Bank BJB Kantor Cabang Rawamangun yang telah menyalurkan kredit  sampai dengan 30 Juni 2023 sebesar Rp 93.668.789.172,00.

Dari dana sebesar itu diperuntukan pemberian fasilitas kredit modal kerja kontraktual atas tiga debitur pada Cabang BJB Rawamangun Sebesar Rp 19.000.000.000.

Bank BJB menerima dana  Pemulihan Ekonomi Nasional (PEN ) sebesar Rp2,5 triliun per periode, dengan dua gelombang penyaluran pada 2020 hingga 2021, sehingga total dana yang diterima adalah Rp5 triliun.

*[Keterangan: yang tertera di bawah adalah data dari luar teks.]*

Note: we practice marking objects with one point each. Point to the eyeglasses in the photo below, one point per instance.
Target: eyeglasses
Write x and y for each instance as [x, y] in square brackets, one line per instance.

Selain itu, lanjut Ait, pemberian fasilitas Kredit Modal Kerja (KMK) oleh BJB kepada sembilan Badan Usaha Milik  Negara (BUMN) dengan total kredit lebih dari Rp 3,5 triliun yang dinilainya cacat prosedural.

Sebab, bunga kredit yang dikenakan kepada sembilan BUMN tersebut yakni sebesar 0 persen sampai 3 persen per tahun.

“Hal tersebut dibuktikan dalam penandatanganan perjanjian kredit antara bank BJB dengan PT Krakatau Global Trading (PT KGT), Kamis 14 Juli 2022, yang diwakili Pemimpin Divisi Korporasi BJB Dicky Syahbandinata (tersangka KMK Sritex) dan Pemimpin Divisi Corporate Secretary Bank BJB, Widi Hartoto (tersangka Dana Iklan BJB)  Direktur Utama PT KGT Wahyudi sebesar Rp300 miliar,” pungkasnya.